Des oliviers en Corrèze pour remplacer les noyers ?

Avec la sécheresse qui revient chaque année, les noyers se fragilisent, les feuilles tombent des arbres en plein mois d’août par manque d’eau. Plusieurs producteurs s’interrogent donc sur l’avenir de la culture du noyer en Corrèze.

« Avec le stress hydrique, les noyers perdent leurs feuilles. Sans cette protection les noix brûlent et ne sont plus bonnes à la consommation », explique Jérôme Aubarbier, technicien chez Perlim noix. Des taches apparaissent sur les fruits en raison de la faible résistance des arbres. Ils deviennent ainsi des proies faciles pour les parasites comme les mouches ou les vers.

Le problème étant récurrent, certains producteurs se demandent s’ils ne feraient pas mieux de changer de culture : « On se dit entre nous, pour blaguer, qu’on va passer à l’olivier. Mais, plus sérieusement, certains producteurs ont déjà essayé de passer à l’amandier », confie Jérôme Aubarbier.

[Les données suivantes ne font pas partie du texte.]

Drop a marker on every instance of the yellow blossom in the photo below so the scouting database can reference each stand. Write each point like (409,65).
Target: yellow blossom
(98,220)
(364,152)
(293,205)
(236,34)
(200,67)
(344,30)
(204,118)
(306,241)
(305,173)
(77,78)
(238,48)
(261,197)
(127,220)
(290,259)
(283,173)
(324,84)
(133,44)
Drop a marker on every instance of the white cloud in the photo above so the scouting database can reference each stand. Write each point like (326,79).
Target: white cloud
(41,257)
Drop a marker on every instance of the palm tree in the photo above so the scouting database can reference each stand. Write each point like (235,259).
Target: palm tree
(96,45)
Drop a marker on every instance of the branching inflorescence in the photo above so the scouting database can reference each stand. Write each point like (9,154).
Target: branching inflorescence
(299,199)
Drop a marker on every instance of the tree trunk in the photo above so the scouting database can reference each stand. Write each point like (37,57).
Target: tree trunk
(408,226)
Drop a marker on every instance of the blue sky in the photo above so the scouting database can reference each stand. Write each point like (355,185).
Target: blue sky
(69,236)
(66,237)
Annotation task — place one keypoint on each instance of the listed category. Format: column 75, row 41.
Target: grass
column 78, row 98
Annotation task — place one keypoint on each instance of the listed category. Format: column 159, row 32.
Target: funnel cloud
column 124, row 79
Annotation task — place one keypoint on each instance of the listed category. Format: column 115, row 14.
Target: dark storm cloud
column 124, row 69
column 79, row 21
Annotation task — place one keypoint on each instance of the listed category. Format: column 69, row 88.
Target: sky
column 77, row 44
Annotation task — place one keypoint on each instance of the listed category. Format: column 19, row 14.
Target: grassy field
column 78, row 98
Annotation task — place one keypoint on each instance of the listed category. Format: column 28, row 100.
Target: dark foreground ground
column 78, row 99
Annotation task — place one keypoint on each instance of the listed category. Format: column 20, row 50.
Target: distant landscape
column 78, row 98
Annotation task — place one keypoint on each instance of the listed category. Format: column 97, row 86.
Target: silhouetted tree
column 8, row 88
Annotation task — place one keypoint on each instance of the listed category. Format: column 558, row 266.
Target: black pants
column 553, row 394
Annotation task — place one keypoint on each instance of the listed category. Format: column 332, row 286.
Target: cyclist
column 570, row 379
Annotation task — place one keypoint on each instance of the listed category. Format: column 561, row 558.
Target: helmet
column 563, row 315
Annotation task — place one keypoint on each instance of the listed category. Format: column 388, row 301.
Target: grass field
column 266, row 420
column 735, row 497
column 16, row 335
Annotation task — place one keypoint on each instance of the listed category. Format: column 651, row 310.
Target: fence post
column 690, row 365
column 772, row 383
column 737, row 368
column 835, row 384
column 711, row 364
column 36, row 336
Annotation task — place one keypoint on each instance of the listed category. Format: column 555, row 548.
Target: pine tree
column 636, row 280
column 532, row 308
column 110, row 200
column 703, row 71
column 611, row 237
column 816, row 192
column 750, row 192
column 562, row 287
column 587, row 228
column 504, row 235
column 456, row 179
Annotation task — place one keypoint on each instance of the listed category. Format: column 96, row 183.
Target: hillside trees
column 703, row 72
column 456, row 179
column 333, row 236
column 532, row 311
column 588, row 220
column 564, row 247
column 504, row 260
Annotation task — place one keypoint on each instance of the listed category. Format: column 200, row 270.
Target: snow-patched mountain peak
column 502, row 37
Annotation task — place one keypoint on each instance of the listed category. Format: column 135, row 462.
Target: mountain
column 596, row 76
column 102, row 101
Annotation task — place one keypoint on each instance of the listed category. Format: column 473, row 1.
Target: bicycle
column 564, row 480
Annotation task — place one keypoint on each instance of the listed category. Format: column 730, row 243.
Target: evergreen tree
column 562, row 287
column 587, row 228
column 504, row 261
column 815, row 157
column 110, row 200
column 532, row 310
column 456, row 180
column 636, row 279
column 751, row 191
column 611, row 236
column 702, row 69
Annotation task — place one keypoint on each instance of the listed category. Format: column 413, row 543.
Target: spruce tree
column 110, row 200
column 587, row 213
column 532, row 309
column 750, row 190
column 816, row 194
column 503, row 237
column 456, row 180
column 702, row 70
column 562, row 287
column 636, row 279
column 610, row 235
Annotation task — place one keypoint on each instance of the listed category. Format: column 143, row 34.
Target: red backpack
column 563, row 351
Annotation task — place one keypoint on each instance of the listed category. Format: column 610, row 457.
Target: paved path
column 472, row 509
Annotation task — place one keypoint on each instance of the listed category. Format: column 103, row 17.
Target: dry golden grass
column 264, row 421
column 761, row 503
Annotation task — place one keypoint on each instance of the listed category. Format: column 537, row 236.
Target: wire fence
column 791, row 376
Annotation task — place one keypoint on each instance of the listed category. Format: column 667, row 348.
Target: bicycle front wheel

L’amandier est en effet plus résistant à la chaleur que le noyer.

Mais d’autres producteurs ne sont pas aussi moqueur concernant la culture de l’olivier, comme Gilles Bonneval, qui tient une exploitation de noyers à Meyssac, mais qui depuis un an détient une parcelle d’oliviers. « Je suis moins touché que certains puisque j’ai un système d’irrigation mais je ne suis pas sûr que les noyers supporteront ces nouvelles vagues de chaleur en Corrèze », explique-t-il. « À cinquante ans, je ne compte pas en faire une grosse production. C’est un test pour l’avenir, peut-être que les futurs Corréziens voudront savoir quelles espèces sont adaptées à notre territoire et ce qu’on peut en faire. »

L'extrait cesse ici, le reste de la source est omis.